Slowly transitioning from Matlab to Python...
I have this list of the form
list1 = [[1, 2, nan], [3, 7, 8], [1, 1, 1], [10, -1, nan]]
and another list with the same number of items
list2 = [1, 2, 3, 4]
I'm trying to extract the elements of list1 not containing any nan values, and the corresponding elements in list2 i.e. the result should be:
list1_clean = [[3, 7, 8], [1, 1, 1]]
list2_clean = [2, 3]
In Matlab this is easily done with logical indexing.
Here I get the feeling a list comprehension of some form will do the trick, but I'm stuck at:
list1_clean = [x for x in list1 if not any(isnan(x))]
which obviously is of no use for list2.
Alternatively, the following attempt at logical indexing does not work ("indices must be integers, not lists")

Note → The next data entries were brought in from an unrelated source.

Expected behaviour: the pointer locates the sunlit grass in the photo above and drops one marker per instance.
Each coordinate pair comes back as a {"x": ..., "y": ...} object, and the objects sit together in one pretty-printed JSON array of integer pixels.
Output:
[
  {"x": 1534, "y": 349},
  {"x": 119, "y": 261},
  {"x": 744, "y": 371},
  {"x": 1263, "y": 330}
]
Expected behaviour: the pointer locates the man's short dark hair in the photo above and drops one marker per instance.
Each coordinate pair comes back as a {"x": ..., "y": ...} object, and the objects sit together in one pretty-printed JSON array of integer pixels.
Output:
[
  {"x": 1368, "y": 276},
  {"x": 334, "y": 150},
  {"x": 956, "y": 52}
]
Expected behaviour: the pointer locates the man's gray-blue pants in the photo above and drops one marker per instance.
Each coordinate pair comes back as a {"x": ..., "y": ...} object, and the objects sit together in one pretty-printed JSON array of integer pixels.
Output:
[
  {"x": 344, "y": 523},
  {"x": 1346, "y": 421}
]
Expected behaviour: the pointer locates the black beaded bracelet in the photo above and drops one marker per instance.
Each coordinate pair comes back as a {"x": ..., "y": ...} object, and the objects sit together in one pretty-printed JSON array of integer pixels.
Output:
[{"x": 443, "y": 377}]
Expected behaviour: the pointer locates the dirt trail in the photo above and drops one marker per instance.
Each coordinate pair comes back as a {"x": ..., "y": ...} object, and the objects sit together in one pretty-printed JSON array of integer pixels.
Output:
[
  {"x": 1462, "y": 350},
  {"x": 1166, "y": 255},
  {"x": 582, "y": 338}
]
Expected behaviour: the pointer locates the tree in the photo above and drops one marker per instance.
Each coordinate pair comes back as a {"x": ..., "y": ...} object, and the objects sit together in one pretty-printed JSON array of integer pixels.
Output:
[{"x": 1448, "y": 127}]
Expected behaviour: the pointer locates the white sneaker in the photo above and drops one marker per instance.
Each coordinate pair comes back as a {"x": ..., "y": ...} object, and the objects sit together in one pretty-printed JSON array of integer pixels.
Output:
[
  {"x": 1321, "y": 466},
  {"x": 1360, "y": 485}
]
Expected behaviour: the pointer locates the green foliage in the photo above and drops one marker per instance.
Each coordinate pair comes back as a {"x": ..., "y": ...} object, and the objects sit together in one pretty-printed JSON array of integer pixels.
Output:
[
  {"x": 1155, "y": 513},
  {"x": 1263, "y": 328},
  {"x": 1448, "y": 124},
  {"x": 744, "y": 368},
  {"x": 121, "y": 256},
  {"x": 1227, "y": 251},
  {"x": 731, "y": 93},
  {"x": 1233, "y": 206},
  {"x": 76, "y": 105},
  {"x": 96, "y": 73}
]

idx = [any(isnan(x)) for x in list1]
list1_clean = list1[idx]
list2_clean = list2[idx]
I'm certain it's painfully trivial, but I can't figure it out, help appreciated !
You can use zip
.
zip
returns the items on the same index from the iterables passed to it.
>>> from math import isnan
>>> list1 = [[1, 2, 'nan'], [3, 7, 8], [1, 1, 1], [10, -1,'nan']]
>>> list2 = [1, 2, 3, 4]
>>> out = [(x,y) for x,y in zip(list1,list2)
if not any(isnan(float(z)) for z in x)]
>>> out
[([3, 7, 8], 2), ([1, 1, 1], 3)]
Now unzip out
to get the required output:
>>> list1_clean, list2_clean = map(list, zip(*out))
>>> list1_clean
[[3, 7, 8], [1, 1, 1]]
>>> list2_clean
[2, 3]
help on zip
:
>>> print zip.__doc__
zip(seq1 [, seq2 [...]]) -> [(seq1[0], seq2[0] ...), (...)]
Return a list of tuples, where each tuple contains the i-th element
from each of the argument sequences. The returned list is truncated
in length to the length of the shortest argument sequence.
You can use itertools.izip
if you want a memory efficient solution as it returns an iterator.